Synuclein Interest Group (SIG)
Two complementary frameworks guide how we think about α-synuclein (αS). First, αS is a key protein implicated in Parkinson’s disease (PD) and related disorders. However, its normal function is poorly understood. Second, αS regulates neurotransmission and is linked to PD and related disorders. However, its role in disease progression and pathogenesis is poorly understood. These perspectives are not mutually exclusive. Our research integrates both views by first defining the fundamental biology of αS and determining how/to what extent its normal functions become disrupted in disease states. Through this approach, we aim to uncover mechanistic insights that bridge basic synaptic biology with neurodegeneration.
Research Areas
α-Synuclein homeostasis in health and disease
In the SIG, we are interested in how the brain functions and how it goes awry in disease at the cellular and organismal levels.

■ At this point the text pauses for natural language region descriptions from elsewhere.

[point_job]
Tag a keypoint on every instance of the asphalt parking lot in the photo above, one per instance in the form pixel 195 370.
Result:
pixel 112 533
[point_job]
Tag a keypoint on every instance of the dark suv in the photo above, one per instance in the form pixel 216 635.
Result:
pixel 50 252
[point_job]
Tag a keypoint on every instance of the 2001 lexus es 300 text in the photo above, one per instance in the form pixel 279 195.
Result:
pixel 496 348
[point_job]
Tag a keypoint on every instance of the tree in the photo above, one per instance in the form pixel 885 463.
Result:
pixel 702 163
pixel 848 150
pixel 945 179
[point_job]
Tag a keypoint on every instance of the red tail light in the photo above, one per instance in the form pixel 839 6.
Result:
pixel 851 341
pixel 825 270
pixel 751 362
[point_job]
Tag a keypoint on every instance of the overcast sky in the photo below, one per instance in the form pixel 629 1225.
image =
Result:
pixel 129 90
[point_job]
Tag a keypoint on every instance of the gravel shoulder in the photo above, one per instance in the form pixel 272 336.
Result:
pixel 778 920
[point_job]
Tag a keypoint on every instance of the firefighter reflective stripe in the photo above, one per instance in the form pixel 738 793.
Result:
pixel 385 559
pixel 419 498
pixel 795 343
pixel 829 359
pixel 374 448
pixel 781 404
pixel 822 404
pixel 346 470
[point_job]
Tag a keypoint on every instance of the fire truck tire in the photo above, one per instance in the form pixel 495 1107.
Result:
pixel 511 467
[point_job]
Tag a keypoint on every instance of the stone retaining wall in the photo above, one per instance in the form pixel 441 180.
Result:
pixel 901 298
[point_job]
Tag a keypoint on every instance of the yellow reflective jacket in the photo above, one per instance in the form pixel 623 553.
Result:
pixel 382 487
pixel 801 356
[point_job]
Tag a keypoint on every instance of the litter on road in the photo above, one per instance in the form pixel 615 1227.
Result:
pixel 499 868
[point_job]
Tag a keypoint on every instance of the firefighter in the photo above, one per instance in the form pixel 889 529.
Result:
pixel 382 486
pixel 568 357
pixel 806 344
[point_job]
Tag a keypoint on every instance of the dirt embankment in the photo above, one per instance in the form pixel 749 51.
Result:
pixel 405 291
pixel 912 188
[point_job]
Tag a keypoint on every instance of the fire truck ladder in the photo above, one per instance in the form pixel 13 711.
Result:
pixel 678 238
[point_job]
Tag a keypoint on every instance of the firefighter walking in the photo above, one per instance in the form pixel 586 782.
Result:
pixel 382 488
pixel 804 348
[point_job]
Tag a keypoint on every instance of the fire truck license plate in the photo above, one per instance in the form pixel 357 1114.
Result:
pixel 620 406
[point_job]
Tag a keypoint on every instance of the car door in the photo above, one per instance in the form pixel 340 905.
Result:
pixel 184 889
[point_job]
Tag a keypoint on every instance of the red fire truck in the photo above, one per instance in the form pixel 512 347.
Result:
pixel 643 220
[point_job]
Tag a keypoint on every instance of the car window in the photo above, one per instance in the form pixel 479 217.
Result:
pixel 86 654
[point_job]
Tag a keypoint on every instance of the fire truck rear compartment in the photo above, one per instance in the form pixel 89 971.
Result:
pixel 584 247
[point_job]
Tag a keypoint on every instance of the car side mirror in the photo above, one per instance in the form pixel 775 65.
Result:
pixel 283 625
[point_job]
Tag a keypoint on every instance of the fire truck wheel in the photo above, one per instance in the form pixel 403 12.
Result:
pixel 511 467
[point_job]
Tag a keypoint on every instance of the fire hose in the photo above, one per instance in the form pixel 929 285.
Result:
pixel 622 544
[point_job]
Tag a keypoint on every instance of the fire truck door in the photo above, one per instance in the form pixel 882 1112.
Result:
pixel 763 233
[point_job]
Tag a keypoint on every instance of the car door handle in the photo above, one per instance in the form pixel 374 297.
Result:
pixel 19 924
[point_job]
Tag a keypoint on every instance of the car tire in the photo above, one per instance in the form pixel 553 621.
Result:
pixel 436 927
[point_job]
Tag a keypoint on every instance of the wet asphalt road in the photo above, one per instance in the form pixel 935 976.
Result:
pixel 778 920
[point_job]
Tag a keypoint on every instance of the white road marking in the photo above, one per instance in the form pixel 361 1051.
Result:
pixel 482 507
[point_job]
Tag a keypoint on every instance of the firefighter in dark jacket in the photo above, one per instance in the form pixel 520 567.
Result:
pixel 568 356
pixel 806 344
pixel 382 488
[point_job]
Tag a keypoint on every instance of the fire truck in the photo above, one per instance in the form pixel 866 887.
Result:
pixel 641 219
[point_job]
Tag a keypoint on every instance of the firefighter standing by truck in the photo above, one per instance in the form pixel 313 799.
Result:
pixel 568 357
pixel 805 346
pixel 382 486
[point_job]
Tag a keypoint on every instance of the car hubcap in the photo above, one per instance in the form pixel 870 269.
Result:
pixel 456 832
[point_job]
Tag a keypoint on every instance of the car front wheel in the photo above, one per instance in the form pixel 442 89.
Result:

Why did α-Synuclein (αS) become our main research interest? 1) αS is one of the most abundant proteins in the human brain; 2) αS is implicated in the second most common neurodegenerative disease, Parkinson’s disease (PD), as well as a variety of other “synucleinopathies” including dementia with Lewy Bodies (DLB), multiple system atrophy, and certain forms of Alzheimer’s disease; 3) Finally, even after 30 years since its discovery, αS function is either ignored or debated. Therefore, much remains to be learned about this protein in the healthy and diseased brains. Towards this end, our research aims to define the pathophysiological landscape of αS.